W rzymskim turnieju (pula nagród 600 tys. dolarów) dobrze spisali się Polacy Grzegorz Fijałek i Mariusz Prudel, którzy odpadli w ćwierćfinale. Przegrali z Hiszpanami Pablo Herrerą, Adrianem Gavirą 12:21, 18:21 i zostali sklasyfikowani na miejscach 5-8.

Reklama

Fijałek i Prudel w tym sezonie zajęli już piąte miejsce w zawodach World Tour w Brasilii. Ich najlepszym osiągnięciem pozostaje czwarta pozycja z października 2008 roku w Bahrajnie. W Rzymie zarobili 13,2 tys. dolarów.

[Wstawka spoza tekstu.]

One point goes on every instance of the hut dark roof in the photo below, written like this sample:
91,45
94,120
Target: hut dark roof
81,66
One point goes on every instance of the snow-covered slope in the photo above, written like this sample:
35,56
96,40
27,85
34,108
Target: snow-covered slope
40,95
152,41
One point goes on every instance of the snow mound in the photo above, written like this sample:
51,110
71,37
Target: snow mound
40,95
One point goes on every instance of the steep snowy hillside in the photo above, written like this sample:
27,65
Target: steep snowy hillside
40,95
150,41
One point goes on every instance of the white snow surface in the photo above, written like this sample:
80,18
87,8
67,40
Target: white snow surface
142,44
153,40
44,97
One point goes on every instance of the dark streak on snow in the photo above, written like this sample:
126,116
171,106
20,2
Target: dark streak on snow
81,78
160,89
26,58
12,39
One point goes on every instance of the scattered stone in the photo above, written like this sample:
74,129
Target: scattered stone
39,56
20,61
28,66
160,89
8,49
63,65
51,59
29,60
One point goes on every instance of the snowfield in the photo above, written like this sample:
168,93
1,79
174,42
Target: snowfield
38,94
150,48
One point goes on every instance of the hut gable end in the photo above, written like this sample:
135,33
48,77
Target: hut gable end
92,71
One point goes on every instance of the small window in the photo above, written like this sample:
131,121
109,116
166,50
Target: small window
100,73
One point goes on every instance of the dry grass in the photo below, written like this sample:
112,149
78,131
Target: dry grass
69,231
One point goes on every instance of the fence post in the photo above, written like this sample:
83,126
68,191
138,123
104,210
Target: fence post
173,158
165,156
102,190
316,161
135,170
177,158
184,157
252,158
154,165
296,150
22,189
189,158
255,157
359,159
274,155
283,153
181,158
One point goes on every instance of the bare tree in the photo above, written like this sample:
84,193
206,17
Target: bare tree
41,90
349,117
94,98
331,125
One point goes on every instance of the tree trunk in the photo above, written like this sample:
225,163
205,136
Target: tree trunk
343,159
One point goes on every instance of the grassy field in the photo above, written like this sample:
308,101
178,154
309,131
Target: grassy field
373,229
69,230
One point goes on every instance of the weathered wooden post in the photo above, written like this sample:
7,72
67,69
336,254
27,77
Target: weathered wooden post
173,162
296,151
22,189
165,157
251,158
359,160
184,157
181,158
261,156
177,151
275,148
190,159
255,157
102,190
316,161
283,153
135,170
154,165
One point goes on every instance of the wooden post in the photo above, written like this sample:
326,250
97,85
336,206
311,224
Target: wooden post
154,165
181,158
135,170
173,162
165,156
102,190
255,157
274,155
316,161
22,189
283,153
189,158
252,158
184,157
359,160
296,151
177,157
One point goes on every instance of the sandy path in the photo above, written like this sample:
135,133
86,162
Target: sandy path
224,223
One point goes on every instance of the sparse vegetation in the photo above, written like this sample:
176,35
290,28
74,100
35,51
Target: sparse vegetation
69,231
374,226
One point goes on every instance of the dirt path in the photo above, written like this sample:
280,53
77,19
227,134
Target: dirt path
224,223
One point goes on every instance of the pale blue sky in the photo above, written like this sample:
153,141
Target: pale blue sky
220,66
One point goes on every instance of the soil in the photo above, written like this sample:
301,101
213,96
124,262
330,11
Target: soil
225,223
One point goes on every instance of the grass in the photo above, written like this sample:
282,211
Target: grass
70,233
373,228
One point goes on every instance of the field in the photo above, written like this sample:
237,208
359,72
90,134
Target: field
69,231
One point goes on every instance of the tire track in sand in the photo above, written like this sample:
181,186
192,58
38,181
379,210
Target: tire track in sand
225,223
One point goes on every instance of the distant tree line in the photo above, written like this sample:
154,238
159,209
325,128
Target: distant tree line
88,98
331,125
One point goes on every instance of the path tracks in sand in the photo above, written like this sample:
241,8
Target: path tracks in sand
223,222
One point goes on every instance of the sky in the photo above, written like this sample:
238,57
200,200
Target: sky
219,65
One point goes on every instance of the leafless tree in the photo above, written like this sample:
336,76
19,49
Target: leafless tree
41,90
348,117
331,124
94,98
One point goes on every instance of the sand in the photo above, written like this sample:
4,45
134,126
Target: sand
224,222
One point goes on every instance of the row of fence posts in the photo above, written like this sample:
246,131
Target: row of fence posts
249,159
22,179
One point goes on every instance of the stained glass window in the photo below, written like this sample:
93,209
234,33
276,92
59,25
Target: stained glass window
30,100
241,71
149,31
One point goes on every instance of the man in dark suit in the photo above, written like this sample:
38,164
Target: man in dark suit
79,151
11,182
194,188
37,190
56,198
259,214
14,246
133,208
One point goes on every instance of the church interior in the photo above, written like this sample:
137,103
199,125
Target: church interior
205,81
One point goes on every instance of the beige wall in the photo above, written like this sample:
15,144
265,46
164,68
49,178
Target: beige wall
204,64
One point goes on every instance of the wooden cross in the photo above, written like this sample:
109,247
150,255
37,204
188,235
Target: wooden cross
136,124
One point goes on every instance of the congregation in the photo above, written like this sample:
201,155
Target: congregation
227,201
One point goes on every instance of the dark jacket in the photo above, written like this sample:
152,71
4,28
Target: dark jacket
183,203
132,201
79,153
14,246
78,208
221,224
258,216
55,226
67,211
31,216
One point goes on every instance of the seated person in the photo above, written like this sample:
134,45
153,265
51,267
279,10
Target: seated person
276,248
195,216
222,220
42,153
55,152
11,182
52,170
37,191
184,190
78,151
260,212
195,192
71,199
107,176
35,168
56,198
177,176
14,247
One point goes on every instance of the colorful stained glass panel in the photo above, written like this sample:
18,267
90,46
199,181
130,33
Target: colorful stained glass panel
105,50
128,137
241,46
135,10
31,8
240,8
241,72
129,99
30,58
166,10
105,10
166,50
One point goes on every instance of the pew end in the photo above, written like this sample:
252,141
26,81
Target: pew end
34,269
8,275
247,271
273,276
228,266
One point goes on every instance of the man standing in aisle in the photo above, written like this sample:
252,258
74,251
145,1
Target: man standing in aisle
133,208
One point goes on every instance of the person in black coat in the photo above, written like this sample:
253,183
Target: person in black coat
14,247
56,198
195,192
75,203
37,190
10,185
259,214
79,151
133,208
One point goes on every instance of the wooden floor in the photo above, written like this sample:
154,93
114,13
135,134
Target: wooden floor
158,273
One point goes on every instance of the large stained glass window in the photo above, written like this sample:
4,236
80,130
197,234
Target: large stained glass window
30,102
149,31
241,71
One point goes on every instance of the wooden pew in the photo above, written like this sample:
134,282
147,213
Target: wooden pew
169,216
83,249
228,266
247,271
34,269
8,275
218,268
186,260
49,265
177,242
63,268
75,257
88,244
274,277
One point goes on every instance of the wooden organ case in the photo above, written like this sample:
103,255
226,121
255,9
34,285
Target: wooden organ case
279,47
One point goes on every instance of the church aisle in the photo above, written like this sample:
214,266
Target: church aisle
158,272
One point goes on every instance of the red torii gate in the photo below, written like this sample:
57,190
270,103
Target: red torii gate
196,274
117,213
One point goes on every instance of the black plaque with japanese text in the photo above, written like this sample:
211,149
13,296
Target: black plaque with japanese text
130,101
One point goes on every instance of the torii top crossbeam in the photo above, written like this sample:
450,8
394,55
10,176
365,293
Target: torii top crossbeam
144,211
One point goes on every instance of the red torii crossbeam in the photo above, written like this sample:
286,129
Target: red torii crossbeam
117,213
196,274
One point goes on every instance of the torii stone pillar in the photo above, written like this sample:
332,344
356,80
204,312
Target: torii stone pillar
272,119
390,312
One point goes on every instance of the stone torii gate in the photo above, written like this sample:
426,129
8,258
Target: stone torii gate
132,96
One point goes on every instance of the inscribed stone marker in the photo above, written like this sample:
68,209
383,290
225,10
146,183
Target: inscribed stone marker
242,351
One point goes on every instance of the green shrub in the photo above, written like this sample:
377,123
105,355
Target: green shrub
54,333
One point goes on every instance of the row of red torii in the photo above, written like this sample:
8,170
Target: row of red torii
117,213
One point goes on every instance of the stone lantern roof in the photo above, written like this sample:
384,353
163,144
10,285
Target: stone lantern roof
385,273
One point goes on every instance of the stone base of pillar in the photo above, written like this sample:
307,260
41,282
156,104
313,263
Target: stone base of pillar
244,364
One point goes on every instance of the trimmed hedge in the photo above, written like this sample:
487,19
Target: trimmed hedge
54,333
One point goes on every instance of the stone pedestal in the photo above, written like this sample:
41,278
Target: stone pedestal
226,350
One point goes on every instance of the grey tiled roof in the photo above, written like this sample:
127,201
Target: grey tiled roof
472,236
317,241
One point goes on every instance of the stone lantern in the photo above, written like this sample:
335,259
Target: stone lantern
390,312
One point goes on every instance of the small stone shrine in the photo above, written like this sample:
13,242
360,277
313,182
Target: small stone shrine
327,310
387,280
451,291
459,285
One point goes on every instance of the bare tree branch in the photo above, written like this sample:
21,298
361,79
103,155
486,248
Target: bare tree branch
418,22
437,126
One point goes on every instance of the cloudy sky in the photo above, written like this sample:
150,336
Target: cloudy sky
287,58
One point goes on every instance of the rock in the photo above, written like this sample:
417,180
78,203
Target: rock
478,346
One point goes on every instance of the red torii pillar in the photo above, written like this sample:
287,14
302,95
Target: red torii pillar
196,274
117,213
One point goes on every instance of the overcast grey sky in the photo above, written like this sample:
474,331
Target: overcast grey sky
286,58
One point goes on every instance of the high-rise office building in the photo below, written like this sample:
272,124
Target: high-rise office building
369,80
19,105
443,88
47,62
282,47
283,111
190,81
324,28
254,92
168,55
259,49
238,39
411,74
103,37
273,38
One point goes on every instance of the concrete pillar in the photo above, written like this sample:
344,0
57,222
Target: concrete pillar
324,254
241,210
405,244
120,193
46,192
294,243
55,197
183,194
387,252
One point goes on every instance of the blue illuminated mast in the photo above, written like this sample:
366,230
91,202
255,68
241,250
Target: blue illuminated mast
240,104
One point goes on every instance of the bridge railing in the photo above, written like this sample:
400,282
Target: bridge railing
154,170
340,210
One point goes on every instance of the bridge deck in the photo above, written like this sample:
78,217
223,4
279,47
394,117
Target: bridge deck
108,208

W drodze do ćwierćfinału Polacy pokonali m.in. grającą z "trójką" brazylijską parę Harley/Pedro 2:1 (19:21, 21:17, 15:11). Kolejnym startem Fijałka i Prudla będzie udział w turnieju World Tour w Mysłowicach (27-30 maja).

Michał Kądzioła i Jakub Szałankiewicz, po przebrnięciu kwalifikacji w Rzymie, przegrali wszystkie trzy mecze w grupie i zostali sklasyfikowani na miejscach 25-32.